The Brightest Stars
“He was in his front yard, waving a gun around in the air. He told me he didn’t deserve to live.” The words tore through Kael. I could feel it. I felt everything he felt on top of my own emotions. My back was close to breaking from the weight of it all.
“He told me he was a monster. A monster. Gabriel Mendoza thinks he’s a monster? If he is, we’re all fucking Satan himself.” Kael’s voice was creeping into the darkness that made me split in two. Half of me was terrified that this was going to swallow him whole. He needed me to pull him out of this quicksand, but how could I when I didn’t know who or what to believe. I knew both of them were pulling at me, using me as a pawn to hurt the other. Even if it wasn’t premeditated on Kael’s part—and I honestly couldn’t imagine it being true—I couldn’t completely dismiss it either. There were still lies. Lots of lies.
“Karina, honey. You know right from wrong. You may not think I’ve been the best father to you and your brother, but you know that I would do anything for you and for the soldiers under my command. I’ve dedicated my life to serving this country. I meant no harm when I tried to help them. Tell him that, Karina, if he doesn’t want a dishonorable discharge.” My dad held his hands up like he was praying.

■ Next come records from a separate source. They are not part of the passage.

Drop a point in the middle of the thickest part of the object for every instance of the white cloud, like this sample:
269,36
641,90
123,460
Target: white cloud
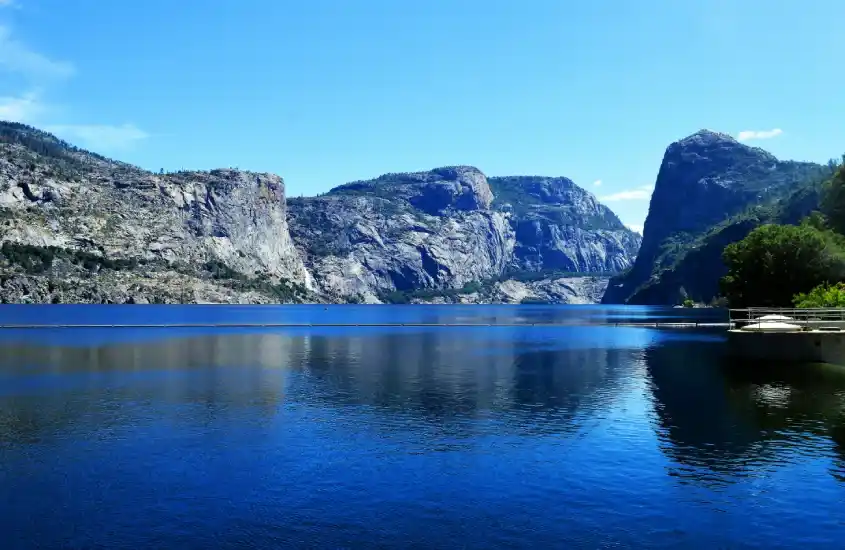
23,108
17,57
100,136
746,135
638,194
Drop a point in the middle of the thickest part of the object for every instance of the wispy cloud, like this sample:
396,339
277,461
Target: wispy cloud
16,57
747,135
637,194
24,108
100,136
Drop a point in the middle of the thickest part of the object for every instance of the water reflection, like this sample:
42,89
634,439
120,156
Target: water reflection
443,378
720,419
476,437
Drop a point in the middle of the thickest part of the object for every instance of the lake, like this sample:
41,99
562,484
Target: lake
558,429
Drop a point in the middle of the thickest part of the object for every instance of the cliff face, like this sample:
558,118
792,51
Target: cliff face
77,227
560,226
449,227
704,180
403,232
201,236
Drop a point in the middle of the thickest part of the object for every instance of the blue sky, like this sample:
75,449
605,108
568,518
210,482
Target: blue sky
328,91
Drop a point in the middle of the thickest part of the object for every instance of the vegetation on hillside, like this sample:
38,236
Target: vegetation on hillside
784,265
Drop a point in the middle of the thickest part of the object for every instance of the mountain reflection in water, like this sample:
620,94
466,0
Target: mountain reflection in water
517,436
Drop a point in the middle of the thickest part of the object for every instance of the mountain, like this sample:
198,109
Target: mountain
711,190
417,233
78,227
560,226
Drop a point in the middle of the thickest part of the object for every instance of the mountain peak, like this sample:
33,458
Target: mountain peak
706,135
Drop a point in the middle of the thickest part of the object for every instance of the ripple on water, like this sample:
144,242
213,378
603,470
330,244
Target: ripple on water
586,436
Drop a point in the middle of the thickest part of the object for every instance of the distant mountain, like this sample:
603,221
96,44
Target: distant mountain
711,190
78,227
434,234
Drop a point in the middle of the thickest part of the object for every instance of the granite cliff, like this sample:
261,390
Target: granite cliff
78,227
448,230
711,190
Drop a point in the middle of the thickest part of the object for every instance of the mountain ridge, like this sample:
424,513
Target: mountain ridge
84,224
704,179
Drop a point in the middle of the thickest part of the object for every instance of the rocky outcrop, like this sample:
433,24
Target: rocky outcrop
403,232
79,227
704,180
554,290
220,226
562,227
445,228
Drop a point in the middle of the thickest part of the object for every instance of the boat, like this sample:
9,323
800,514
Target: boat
788,335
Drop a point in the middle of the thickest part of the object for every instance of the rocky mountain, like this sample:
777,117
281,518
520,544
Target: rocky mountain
78,227
710,191
447,228
560,226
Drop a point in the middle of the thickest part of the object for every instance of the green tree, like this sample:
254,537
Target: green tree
822,296
833,201
775,262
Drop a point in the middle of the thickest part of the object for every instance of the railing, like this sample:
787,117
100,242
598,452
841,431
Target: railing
806,318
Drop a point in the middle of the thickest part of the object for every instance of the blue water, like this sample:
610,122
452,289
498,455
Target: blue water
584,434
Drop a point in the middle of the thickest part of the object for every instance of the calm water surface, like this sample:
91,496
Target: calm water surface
582,435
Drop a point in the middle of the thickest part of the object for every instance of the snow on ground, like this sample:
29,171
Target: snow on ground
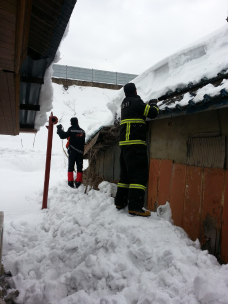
205,58
82,250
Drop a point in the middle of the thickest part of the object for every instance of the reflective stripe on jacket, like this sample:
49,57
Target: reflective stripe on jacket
133,115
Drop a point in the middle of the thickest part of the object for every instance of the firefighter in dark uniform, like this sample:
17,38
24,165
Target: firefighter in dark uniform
76,142
133,155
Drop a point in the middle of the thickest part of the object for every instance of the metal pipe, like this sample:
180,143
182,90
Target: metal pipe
52,121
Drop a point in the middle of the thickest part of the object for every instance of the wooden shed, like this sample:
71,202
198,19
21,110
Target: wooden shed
30,34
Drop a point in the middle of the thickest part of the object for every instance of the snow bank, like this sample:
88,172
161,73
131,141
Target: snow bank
85,251
206,58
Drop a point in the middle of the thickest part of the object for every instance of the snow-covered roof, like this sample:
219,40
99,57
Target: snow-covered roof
203,60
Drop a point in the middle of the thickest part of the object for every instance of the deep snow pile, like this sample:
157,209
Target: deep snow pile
205,58
84,251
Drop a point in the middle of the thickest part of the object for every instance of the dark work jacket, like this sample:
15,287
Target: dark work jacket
77,137
133,120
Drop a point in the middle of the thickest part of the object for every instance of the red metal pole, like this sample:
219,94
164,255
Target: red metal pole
52,121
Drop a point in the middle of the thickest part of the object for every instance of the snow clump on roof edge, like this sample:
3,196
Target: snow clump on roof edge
205,58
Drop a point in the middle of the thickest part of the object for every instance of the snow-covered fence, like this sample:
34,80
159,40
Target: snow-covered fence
91,75
1,237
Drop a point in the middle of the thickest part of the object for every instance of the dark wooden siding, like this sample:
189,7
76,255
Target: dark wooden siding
198,198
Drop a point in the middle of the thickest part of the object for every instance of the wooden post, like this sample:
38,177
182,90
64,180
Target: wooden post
52,121
1,241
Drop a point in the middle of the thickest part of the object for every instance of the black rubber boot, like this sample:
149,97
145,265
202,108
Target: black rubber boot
71,184
140,212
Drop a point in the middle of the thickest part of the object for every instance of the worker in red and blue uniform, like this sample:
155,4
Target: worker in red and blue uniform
133,154
75,146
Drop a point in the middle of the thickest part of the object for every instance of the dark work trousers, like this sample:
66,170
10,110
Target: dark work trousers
74,157
133,177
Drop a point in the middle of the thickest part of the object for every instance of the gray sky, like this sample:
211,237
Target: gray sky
131,35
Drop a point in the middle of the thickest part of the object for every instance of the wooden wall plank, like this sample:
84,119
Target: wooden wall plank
224,232
11,88
7,25
6,51
6,56
5,101
164,181
4,15
6,45
177,193
192,202
6,64
153,182
9,6
6,38
212,209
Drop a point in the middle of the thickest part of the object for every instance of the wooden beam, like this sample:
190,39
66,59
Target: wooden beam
27,126
27,130
8,7
29,107
17,103
24,9
32,80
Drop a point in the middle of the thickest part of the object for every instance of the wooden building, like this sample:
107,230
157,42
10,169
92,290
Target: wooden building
188,161
30,34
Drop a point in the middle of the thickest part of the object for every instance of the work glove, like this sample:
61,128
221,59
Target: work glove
59,128
153,102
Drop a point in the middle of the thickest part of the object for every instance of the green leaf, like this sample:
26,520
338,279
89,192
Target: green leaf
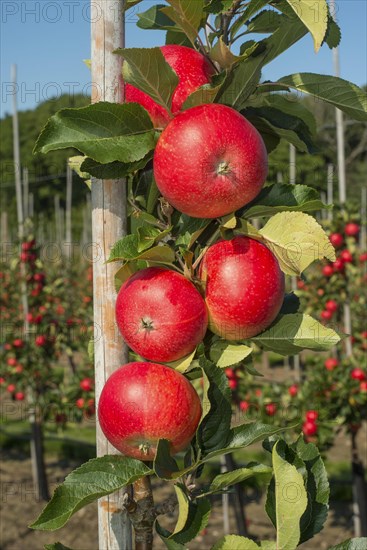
294,332
291,304
193,518
215,423
176,36
245,435
187,14
164,464
285,126
317,486
147,69
94,479
155,19
315,16
114,170
131,248
290,30
225,354
56,546
222,481
235,542
124,273
241,82
338,92
282,198
297,240
265,22
351,544
106,132
290,501
206,93
181,365
333,33
251,9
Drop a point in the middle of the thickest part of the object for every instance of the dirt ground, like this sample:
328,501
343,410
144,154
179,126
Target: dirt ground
19,507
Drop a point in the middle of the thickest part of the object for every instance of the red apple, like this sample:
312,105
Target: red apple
293,390
193,70
144,402
351,229
244,287
331,363
19,396
210,161
40,340
336,239
80,403
309,428
331,305
161,315
86,384
312,415
358,374
327,270
338,265
270,409
346,256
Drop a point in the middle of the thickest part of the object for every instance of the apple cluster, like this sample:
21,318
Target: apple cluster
209,161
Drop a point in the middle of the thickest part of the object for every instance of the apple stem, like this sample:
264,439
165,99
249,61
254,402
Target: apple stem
223,168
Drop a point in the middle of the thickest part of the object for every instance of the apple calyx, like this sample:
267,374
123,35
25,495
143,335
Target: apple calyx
147,324
223,168
144,448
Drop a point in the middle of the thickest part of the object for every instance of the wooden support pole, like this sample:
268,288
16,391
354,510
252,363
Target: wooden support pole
108,225
69,195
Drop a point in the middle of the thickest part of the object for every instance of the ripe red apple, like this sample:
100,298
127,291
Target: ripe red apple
161,315
270,409
293,390
244,287
193,70
327,270
309,428
326,315
80,403
336,239
346,256
338,265
40,340
210,161
312,415
358,374
351,229
19,396
86,384
18,343
144,402
331,305
331,363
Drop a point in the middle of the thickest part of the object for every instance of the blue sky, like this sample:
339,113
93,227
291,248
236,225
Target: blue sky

I had only seen him do that once before when my mom was packing her bags, the first time. He followed her around the living room, telling her all the reasons their life was fine. Not good, but fine.
You’ll be fine, he told her.
Everything will be fine.
Between his begging hands and the almost believable devastation in his eyes now as he looked at me, I could see a flicker of what my mom saw in him all those years ago.
“Come on, Karina. You don’t want that for him. It will ruin his future.”
Kael was slipping away from my little living room. He was leaning against the drywall that he had patched up after I tried to hang up a clock and ripped half the wall down. My house, like my personal life, was becoming too much for me to repair.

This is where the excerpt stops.